Attaching the /var/log/samba/log.winbindd.

We analyzed core and found that the child in domain list in async_request() was having junk next pointer.
Here the API to allocate memory to state structure was not doing memset to zero for state structure members.
We changed the TALLOC_P() to TALLOC_ZERO_P. The later one does the memset after allocation. 
I will attach patch to the bug.
Comment 1 Tukaram 2008-08-22 09:56:18 UTC
Created attachment 3502 [details]
winbindd log contents when winbindd dumped core.
Comment 2 Tukaram 2008-08-22 10:00:27 UTC
Created attachment 3503 [details]
Patch to resolve the winbindd core in winbindd_dual.c

The patch memsets the members of state structure by using TALLOC_ZERO_P instead of TALLOC_P.
Comment 3 Gerald (Jerry) Carter (dead mail address) 2008-08-22 10:14:17 UTC
The TALLOC_ZERO_P is an safe fix but are you sure that the bug is not 
similar to the one Volker found (and fixed ) in 

and jeremy backported to the 3-0 tree 
Comment 4 Volker Lendecke 2008-08-22 10:15:54 UTC
Is that different from the bug fixed with c93d42969451949566327e7fdbf29bfcee2c8319?

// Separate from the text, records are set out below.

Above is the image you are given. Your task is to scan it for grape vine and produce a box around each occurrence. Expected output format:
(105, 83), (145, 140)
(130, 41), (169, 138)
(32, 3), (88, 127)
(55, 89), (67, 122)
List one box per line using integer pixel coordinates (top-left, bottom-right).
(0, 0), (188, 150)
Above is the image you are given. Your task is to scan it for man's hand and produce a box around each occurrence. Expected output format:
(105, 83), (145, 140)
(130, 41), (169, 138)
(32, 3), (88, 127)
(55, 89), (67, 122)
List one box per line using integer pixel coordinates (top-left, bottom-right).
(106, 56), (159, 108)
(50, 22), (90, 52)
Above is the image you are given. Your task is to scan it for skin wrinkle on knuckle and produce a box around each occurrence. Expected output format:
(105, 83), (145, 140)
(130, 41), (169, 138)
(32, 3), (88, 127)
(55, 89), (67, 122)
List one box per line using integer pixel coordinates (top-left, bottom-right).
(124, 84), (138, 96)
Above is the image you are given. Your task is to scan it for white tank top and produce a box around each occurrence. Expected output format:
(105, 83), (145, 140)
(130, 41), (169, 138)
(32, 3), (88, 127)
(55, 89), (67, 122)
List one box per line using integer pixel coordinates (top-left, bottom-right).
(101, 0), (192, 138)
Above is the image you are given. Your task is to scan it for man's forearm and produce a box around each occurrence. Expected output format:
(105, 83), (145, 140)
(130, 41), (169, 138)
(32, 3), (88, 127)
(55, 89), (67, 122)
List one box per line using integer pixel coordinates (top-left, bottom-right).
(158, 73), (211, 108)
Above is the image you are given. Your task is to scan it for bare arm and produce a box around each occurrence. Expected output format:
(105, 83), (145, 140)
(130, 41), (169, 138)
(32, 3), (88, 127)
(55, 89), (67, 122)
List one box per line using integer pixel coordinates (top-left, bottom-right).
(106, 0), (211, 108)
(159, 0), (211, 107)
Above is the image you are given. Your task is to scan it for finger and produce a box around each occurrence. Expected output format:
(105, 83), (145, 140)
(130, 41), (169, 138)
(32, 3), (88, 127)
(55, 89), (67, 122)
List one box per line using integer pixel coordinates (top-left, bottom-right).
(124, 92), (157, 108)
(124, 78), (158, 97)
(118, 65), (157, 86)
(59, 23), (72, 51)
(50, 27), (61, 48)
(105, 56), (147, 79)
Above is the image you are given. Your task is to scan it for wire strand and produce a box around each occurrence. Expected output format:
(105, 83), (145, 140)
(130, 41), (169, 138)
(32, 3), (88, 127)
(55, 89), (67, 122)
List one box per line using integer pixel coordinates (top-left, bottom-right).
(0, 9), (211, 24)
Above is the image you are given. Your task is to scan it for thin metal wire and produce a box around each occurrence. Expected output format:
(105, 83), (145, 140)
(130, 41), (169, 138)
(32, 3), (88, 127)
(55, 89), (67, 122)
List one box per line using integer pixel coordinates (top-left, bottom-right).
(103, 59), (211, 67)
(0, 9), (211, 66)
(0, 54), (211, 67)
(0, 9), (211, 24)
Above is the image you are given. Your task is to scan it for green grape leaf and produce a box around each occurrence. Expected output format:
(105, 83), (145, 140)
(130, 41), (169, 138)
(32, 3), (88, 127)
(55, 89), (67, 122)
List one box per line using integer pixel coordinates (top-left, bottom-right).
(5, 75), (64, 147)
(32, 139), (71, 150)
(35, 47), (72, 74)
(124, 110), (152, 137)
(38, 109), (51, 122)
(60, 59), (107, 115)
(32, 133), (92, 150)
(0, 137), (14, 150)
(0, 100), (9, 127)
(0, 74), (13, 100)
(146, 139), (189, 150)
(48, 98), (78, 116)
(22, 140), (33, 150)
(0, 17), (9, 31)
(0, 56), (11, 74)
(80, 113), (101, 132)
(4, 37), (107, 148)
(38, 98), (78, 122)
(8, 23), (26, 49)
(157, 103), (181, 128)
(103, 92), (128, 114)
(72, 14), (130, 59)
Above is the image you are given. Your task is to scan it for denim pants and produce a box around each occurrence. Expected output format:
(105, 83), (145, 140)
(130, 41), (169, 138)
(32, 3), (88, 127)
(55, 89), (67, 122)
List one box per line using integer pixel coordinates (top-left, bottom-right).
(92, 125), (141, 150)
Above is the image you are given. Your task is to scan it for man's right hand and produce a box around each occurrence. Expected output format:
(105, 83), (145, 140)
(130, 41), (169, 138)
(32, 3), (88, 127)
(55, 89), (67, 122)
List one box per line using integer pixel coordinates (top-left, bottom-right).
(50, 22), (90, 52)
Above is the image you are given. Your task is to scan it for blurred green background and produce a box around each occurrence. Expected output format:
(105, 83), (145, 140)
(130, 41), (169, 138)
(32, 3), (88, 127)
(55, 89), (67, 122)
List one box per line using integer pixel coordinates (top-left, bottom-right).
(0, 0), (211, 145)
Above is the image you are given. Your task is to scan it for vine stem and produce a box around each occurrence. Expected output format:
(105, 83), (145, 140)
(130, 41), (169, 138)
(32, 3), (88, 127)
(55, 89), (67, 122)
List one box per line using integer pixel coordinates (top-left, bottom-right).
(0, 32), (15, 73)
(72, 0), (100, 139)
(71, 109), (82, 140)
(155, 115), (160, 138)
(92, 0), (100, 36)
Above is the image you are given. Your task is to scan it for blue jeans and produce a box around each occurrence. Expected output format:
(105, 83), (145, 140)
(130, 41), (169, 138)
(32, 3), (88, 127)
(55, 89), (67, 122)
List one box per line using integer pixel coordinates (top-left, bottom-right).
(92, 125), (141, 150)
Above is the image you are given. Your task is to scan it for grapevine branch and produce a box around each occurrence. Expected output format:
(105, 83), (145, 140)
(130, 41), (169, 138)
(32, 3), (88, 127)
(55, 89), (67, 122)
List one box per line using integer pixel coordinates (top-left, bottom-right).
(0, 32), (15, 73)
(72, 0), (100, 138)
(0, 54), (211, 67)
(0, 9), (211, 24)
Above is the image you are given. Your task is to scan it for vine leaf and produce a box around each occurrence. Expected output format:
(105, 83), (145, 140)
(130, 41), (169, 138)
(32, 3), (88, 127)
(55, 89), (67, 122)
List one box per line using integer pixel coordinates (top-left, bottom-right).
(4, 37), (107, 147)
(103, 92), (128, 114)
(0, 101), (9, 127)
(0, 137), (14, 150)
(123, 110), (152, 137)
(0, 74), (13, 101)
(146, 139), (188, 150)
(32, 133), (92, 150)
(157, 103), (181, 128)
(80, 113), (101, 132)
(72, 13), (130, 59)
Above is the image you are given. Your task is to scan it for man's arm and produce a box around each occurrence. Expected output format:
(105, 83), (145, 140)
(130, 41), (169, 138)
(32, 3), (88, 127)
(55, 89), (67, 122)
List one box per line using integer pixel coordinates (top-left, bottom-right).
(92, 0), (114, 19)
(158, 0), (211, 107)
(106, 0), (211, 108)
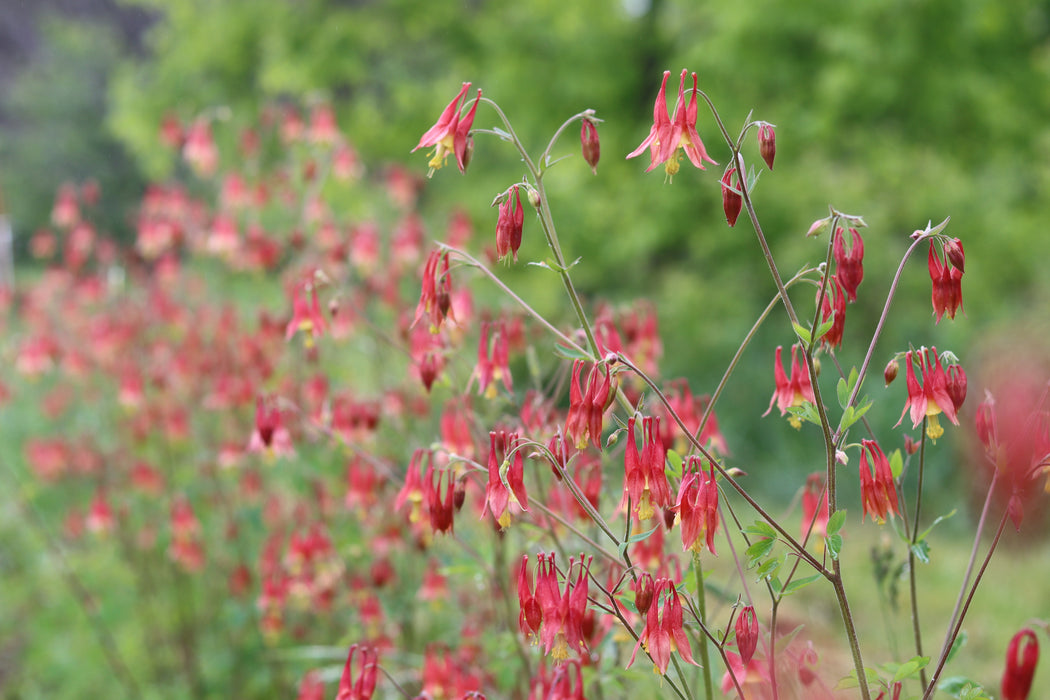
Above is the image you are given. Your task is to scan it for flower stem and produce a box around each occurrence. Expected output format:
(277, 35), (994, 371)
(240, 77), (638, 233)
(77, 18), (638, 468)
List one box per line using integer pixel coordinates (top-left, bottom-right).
(693, 551), (715, 700)
(908, 418), (927, 687)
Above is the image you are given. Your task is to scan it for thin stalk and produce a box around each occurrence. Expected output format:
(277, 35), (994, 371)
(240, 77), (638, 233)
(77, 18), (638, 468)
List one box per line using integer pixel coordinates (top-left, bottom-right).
(835, 224), (948, 444)
(908, 417), (927, 687)
(693, 551), (715, 700)
(922, 510), (1009, 700)
(941, 469), (999, 656)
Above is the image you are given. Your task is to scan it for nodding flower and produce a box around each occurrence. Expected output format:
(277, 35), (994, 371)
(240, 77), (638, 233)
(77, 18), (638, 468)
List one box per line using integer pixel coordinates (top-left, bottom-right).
(412, 83), (481, 175)
(627, 69), (717, 177)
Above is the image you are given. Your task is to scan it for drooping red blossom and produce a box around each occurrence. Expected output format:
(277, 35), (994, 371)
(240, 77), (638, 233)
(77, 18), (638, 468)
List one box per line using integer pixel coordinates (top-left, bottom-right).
(860, 440), (900, 523)
(519, 552), (592, 661)
(474, 319), (513, 399)
(335, 644), (379, 700)
(285, 282), (328, 347)
(654, 378), (729, 454)
(485, 430), (528, 529)
(412, 83), (481, 175)
(721, 168), (743, 228)
(627, 578), (698, 675)
(927, 239), (964, 323)
(801, 471), (830, 539)
(758, 122), (777, 170)
(897, 347), (965, 440)
(817, 274), (846, 349)
(565, 360), (615, 449)
(1000, 628), (1040, 700)
(736, 606), (758, 665)
(762, 343), (817, 428)
(675, 454), (718, 554)
(832, 228), (864, 301)
(580, 119), (602, 175)
(621, 416), (671, 521)
(492, 185), (525, 262)
(412, 249), (456, 333)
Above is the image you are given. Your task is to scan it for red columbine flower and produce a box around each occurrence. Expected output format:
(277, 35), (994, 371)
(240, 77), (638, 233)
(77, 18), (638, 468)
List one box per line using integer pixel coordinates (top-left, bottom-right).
(335, 644), (379, 700)
(412, 83), (481, 175)
(736, 606), (758, 665)
(762, 344), (817, 428)
(485, 430), (528, 529)
(627, 69), (717, 177)
(674, 454), (718, 554)
(860, 440), (899, 523)
(897, 347), (965, 440)
(474, 320), (513, 399)
(565, 360), (615, 449)
(927, 239), (964, 323)
(526, 552), (591, 661)
(721, 168), (743, 227)
(580, 119), (602, 175)
(832, 228), (864, 301)
(412, 250), (455, 333)
(802, 471), (828, 538)
(818, 274), (846, 349)
(621, 416), (671, 521)
(758, 122), (777, 170)
(285, 282), (328, 347)
(492, 185), (525, 262)
(1000, 629), (1040, 700)
(627, 578), (698, 674)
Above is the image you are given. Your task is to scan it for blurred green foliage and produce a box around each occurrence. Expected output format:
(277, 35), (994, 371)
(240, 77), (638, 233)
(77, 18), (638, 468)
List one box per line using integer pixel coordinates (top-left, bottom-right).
(98, 0), (1050, 501)
(0, 18), (144, 250)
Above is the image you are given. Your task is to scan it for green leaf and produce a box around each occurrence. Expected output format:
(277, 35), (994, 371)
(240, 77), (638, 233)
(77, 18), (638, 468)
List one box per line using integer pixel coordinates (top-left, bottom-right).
(755, 556), (783, 580)
(889, 447), (904, 479)
(937, 676), (991, 700)
(744, 537), (777, 565)
(783, 574), (820, 595)
(893, 656), (929, 683)
(554, 343), (594, 362)
(744, 521), (777, 539)
(791, 323), (811, 347)
(667, 449), (681, 476)
(827, 508), (846, 535)
(919, 508), (959, 539)
(814, 312), (835, 340)
(616, 524), (659, 558)
(824, 534), (842, 559)
(945, 630), (970, 661)
(911, 539), (929, 564)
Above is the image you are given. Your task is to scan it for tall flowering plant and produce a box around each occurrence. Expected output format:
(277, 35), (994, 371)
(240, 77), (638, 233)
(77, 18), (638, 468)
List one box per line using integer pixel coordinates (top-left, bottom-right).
(6, 70), (1050, 700)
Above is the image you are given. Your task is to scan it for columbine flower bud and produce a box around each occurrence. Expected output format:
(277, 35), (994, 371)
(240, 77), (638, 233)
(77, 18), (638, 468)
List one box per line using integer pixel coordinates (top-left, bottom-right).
(736, 606), (758, 665)
(1000, 629), (1040, 700)
(882, 360), (901, 386)
(634, 573), (653, 615)
(758, 122), (777, 170)
(721, 168), (743, 227)
(944, 238), (966, 272)
(580, 119), (602, 175)
(496, 185), (525, 262)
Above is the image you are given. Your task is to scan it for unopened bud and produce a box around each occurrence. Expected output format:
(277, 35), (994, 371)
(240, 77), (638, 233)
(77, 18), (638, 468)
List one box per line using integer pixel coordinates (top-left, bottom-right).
(882, 360), (901, 386)
(758, 122), (777, 170)
(944, 238), (966, 272)
(580, 119), (602, 175)
(805, 217), (832, 238)
(527, 187), (540, 209)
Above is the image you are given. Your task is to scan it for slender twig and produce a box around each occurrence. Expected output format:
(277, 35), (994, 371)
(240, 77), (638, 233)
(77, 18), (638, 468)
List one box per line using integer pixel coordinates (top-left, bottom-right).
(922, 510), (1010, 700)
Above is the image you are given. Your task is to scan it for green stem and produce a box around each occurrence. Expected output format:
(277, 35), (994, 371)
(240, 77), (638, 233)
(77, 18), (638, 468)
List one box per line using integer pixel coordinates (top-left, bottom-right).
(908, 417), (927, 687)
(922, 510), (1009, 700)
(693, 551), (715, 700)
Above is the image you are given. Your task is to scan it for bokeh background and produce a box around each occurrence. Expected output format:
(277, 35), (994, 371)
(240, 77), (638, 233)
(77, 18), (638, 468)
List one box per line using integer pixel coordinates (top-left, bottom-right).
(0, 0), (1050, 688)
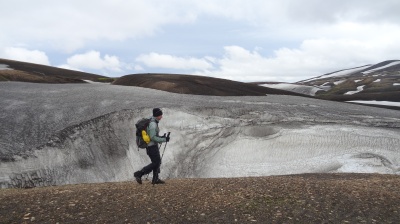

Comment 5 Tukaram 2008-08-22 10:33:02 UTC
I went through the description of commit c93d42969451949566327e7fdbf29bfcee2c8319?. It says the core is because of some race conditions and we have also faced the same issue before winbindd dumped the core. Since next pointer of child->requests was point to invalid memory address I thought memset of state would be safer. Will back port it to my code base which is 3.0.28. Will make our guys to think about moving to latest code base of Samba so that there would not be duplicate work. Thanks Jerry, Volker for your fast response. Will verify the changes and move the status.
Comment 6 Volker Lendecke 2009-01-01 14:45:52 UTC
Assuming it's fixed. Please re-open if it is not.